B.  GEJALA KLINIS DAN DIAGNOSA
1. Gejala Klinis
Hampir semua infeksi Adenovirus tidak menunjukkan gejala klinis yang jelas. Jengger kelihatan pucat, pial dan kulit muka juga pucat, depresi, lemah dan kemungkinan diikuti dengan penyakit lainnya. Gangguan pernafasan sering terjadi pada anak ayam dan pada ayam dewasa kadang terjadi penurunan produksi telur. Hepatitis dapat terjadi pada 4 hari pasca infeksi, sumsum tulang, hati dan beberapa organ lainnya terlihat pucat. Morbiditas lebih rendah daripada mortalitas, hewan yang terinfeksi tidak menunjukkan gejala-gejala yang khas tetapi hanya beberapa jam kemudian mati. Angka kematian (mortalitas) meningkat selama 3-5 hari, bertahan selama beberapa hari kemudian menurun.  Kematian mendadak biasanya terlihat pada ayam berumur kurang dari 6 minggu. Kematian biasanya berkisar antara 2% - 40%, terutama saat ayam berusia kurang dari 3 minggu. Namun, dalam beberapa wabah, angka kematiannya bisa mencapai 80%. Tingkat kematian juga bervariasi tergantung pada patogenisitas virus dan infeksi dengan agen virus atau bakteri lainnya. Bisa muncul tanda yang terkait dengan penyakit yang disebabkan oleh patogen lain (misalnya bakteri, jamur, atau virus) biasanya terjadi jika ayam terkena imunosupresi.
2. Perubahan Patologi
Perubahan patologi-anatomis yang terlihat antara lain : hati membengkak berwarna kuning kecoklatan, terdapat bercak perdarahan, ptechiae dan echymotic dibawah membran dan dalam parenchyma, serta konsistensinya lembek. Ginjal tampak pucat dan bengkak serta perdarahan. Limpa dan bursa Fabrisius mengecil. Otot dada dan kaki terlihat ikhterus dan perdarahan. Usus dan alat visceral juga terlihat kemerahan.
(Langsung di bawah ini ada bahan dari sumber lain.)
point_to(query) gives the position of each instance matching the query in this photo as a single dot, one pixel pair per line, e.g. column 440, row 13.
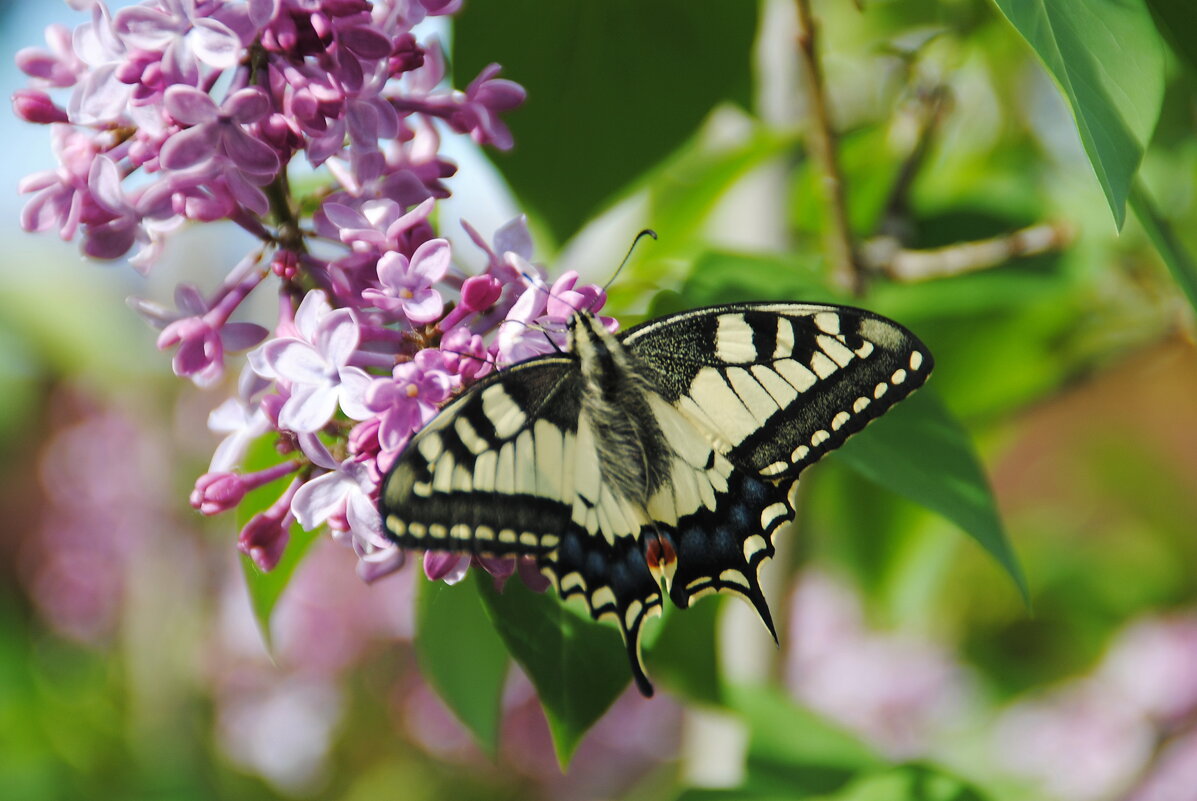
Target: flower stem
column 821, row 141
Beberapa ayam terlihat adanya aplasia dari sumsum tulang dan terjadi anemia.  Hasil studi Morad R dan Zahra MSH (2015) semua kasus Inclusion Body Hepatitis (IBH) menunjukkan perubahan patologi-anatomis hati membesar, berwarna kuning, pucat dan lunak disertai beberapa perdarahan ptechiae.  Pada kantung perikardial jantung terdapat transudat berwarna kekuning-kuningan.  Pada pemeriksaan histopatologis, edema miokard di jantung ditemukan degenerasi, nekrosis, dan infiltrasi sel mononuklear ringan.  Di hati ditemukan Inclusion Body intranuklear basofilik.
3. Diagnosa
Isolasi dilakukan dengan menggunakan biakan sel chicken embryo fibroblast (CEF), atau telur ayam berembrio umur 5-7 hari yang disuntikkan lewat kuning telur. Identifikasi dapat dilakukan dengan fluerescent antibody technique (FAT) baik langsung maupun tidak langsung atau secara serologi dengan metode virus neutralisation test (VNT), agar gel presipitation test (AGPT), atau enzyme linked immunosobent assay (ELISA). Pemeriksaan histopatologi dapat dilakukan dengan pemeriksaan mikroskopik terhadap adanya peningkatan degenerasi dan nekrosis pada hati dan intra nuklear inclusion bodi dalam sel parenkim.  Untuk mengklasifikasikan AAV yang diisolasi dari kasus klinis digunakan uji serologi, analisis enzim restriksi, dan Polymerase Chain Reaction (PCR).  Analisis filogenetik urutan gen hekson parsial merupakan metode yang tepat dan cepat untuk diferensiasi dan genotip AAV (Morad R. dan Zahra MSH., 2015).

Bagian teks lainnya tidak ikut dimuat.